Creating the first question

The first question is an important launchpad for the conversation. We want to get it right: It needs to be relevant to what you’re learning, it needs to be the right difficulty, and it needs to set the scene for a good conversation. With all these criteria, we have to write detailed instructions just for how to write a good starting question!

In fact, when your Video Call is ringing, that's when the System is formulating the first question.

Conversation Prep
An illustration of Duo wearing glasses and sitting in front of a computer Hey, LLM! You need to write a question that the Assistant (Lily) can ask the learner.
  • The question needs to be appropriate for the learner's CEFR level.
  • The question needs to use these words: music, like.
  • The question needs to… [etc]
An illustration of Lily on a Video Call Here's the question!

What kind of music do you like listening to?

We then take this question from the Conversation Prep and feed it into the Main Conversation, where the System instructs Lily on how to lead the conversation with you:

Main Conversation
An illustration of Duo wearing glasses and sitting in front of a computer You’re Lily, here’s some information about you:
  • You’re a teenage girl.
  • You’re very sarcastic.
  • You’re an introvert.
You’re talking to a learner who’s at A2 CEFR level. Here’s some information about this learner:
  • They have two dogs.
  • They’re studying architecture.
  • Their favorite food is tacos.
Begin the conversation with this opener: “Hey!

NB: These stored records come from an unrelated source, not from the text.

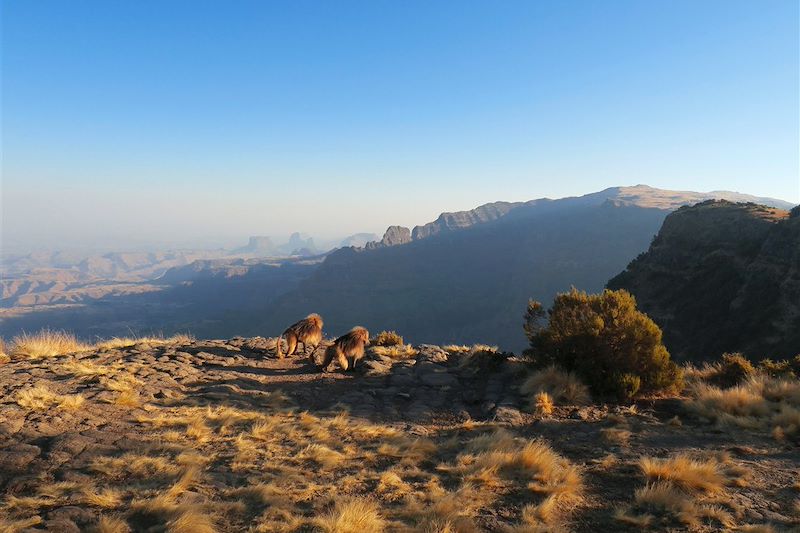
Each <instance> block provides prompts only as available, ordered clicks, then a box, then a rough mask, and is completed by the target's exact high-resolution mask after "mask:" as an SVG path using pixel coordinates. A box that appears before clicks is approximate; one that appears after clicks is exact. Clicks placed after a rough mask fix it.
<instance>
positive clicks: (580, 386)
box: [520, 366, 591, 409]
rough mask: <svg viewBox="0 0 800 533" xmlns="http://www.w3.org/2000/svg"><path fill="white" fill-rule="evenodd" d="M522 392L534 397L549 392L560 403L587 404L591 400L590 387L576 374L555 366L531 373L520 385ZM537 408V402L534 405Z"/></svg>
mask: <svg viewBox="0 0 800 533" xmlns="http://www.w3.org/2000/svg"><path fill="white" fill-rule="evenodd" d="M520 392H522V394H524V395H526V396H529V397H531V398H533V399H534V400H533V401H534V402H535V397H536V395H537V394H539V393H542V392H544V393H547V394H549V395H550V397H551V398H552V399H553V400H554V401H555V403H556V404H558V405H586V404H588V403H589V401H590V398H591V397H590V395H589V389H588V388H587V387H586V385H584V384H583V383H581V381H580V380H579V379H578V377H577V376H575V374H572V373H571V372H565V371H563V370H561V369H559V368H557V367H555V366H551V367H548V368H546V369H544V370H539V371H537V372H534V373H533V374H531V375H530V376H529V377H528V378H527V379H526V380H525V381H524V383H523V384H522V386H521V387H520ZM532 408H533V409H535V408H536V406H535V404H534V405H532Z"/></svg>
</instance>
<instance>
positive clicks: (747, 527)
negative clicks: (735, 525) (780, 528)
mask: <svg viewBox="0 0 800 533" xmlns="http://www.w3.org/2000/svg"><path fill="white" fill-rule="evenodd" d="M736 531H741V532H742V533H777V530H776V529H775V527H774V526H771V525H769V524H745V525H743V526H739V527H738V528H736Z"/></svg>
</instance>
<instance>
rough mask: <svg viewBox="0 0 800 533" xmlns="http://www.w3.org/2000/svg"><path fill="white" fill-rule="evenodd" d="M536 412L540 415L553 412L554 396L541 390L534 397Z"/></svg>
mask: <svg viewBox="0 0 800 533" xmlns="http://www.w3.org/2000/svg"><path fill="white" fill-rule="evenodd" d="M533 406H534V412H535V413H536V414H537V415H539V416H549V415H551V414H553V398H552V397H551V396H550V395H549V394H547V393H546V392H539V393H537V394H536V396H534V397H533Z"/></svg>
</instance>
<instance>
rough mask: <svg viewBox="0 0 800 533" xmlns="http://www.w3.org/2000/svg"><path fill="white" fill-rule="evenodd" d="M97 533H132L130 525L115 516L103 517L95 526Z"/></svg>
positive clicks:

Then say this first question: “What kind of music do you like listening to?
An illustration of Lily on a Video Call I understand. I’m going to start the conversation with the learner now.

Hey!

As Video Call has developed and evolved, we've learned that it's important for the LLM to write the first question separately. When we include the instructions for the first question with the instructions for the rest of the call, we can often overload the LLM and get undesirable results—like sentences that are overly complex or missing the vocabulary provided in the Conversation Prep. It’s kind of similar for humans: If you’re told to do fifty tasks at the beginning of the day, you’ll probably forget to do some of them—or maybe you’ll do all fifty in a half-baked way. And since we want everything fully baked, we prepare the first question on its own.

Evaluating conversations

The first question isn't the only one that matters—we want Lily to react dynamically throughout the call, at the drop of a hat!

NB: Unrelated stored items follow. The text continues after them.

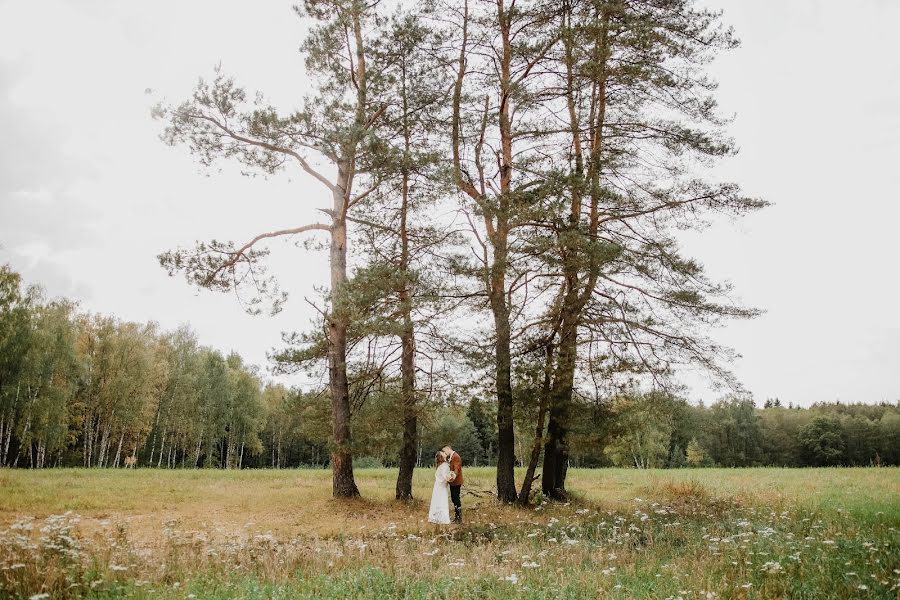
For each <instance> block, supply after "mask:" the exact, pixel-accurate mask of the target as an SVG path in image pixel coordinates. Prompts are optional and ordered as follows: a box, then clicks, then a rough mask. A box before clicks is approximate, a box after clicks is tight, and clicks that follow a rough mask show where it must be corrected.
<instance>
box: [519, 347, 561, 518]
mask: <svg viewBox="0 0 900 600" xmlns="http://www.w3.org/2000/svg"><path fill="white" fill-rule="evenodd" d="M552 378H553V344H552V343H549V344H547V347H546V348H545V358H544V382H543V385H542V386H541V396H540V400H539V404H538V417H537V424H536V425H535V427H534V444H532V446H531V456H530V457H529V459H528V468H527V469H526V471H525V479H524V480H523V481H522V489H521V490H520V491H519V504H522V505H525V504H528V498H529V496H531V487H532V484H533V483H534V481H535V479H537V477H535V475H534V472H535V471H536V470H537V464H538V460H539V459H540V457H541V446H542V445H543V442H544V421H545V420H546V418H547V408H548V406H549V404H550V385H551V381H552Z"/></svg>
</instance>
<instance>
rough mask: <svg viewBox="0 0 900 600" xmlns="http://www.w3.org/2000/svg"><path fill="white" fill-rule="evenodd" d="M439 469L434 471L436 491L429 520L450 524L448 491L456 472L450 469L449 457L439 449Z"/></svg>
mask: <svg viewBox="0 0 900 600" xmlns="http://www.w3.org/2000/svg"><path fill="white" fill-rule="evenodd" d="M434 461H435V463H436V464H437V471H435V472H434V491H432V492H431V508H430V509H429V511H428V522H429V523H437V524H439V525H449V524H450V502H449V501H448V500H447V493H448V492H449V491H450V487H449V482H451V481H453V479H454V478H455V477H456V473H454V472H453V471H451V470H450V465H449V464H447V457H446V456H444V453H443V452H441V451H438V453H437V454H436V455H435V456H434Z"/></svg>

Earlier this year, we saw that sometimes, learners didn’t want to talk about the subject that Lily was instructed to focus on. You’d say “You won’t believe it, Lily! I just completed the entire Spanish course!” and Lily would respond “That’s nice. Have you heard about Swiss folk music?” 🫣

In order to let learners lead the conversation, we've since added an extra check that says “Does it seem like the learner wants to lead this conversation? If yes, ignore what you originally were going to talk about.” We have high hopes for these mid-call evaluations, as the LLM is always working—even during the Video Call itself—to ensure a great experience. 

In the mid-call evaluation, the System looks at what you've said and asks Lily questions to keep the conversation engaging and on track:

Mid-Call Evaluation
An illustration of Duo wearing glasses and sitting in front of a computer Hey, Lily! Consider the following for what the learner just said to you:
  • Did the learner talk about something that Lily loves? If yes, act excited!
  • Did the learner talk about something inappropriate? If yes, hang up now!
  • Does the learner seem confused? If yes, rephrase what you just said!
An illustration of Lily on a Video Call Got it! The learner just mentioned that they are really good at playing the guitar. Here’s my reaction to what they said:

Wow, I'm actually impressed. What’s your favorite song to play?

The most intelligent speaking practice around!

All this may seem complicated—because it is! As our team continues to tinker and as AI continues to forge new paths, we're teaching Lily to meet you at your level and allow you to practice speaking without fear.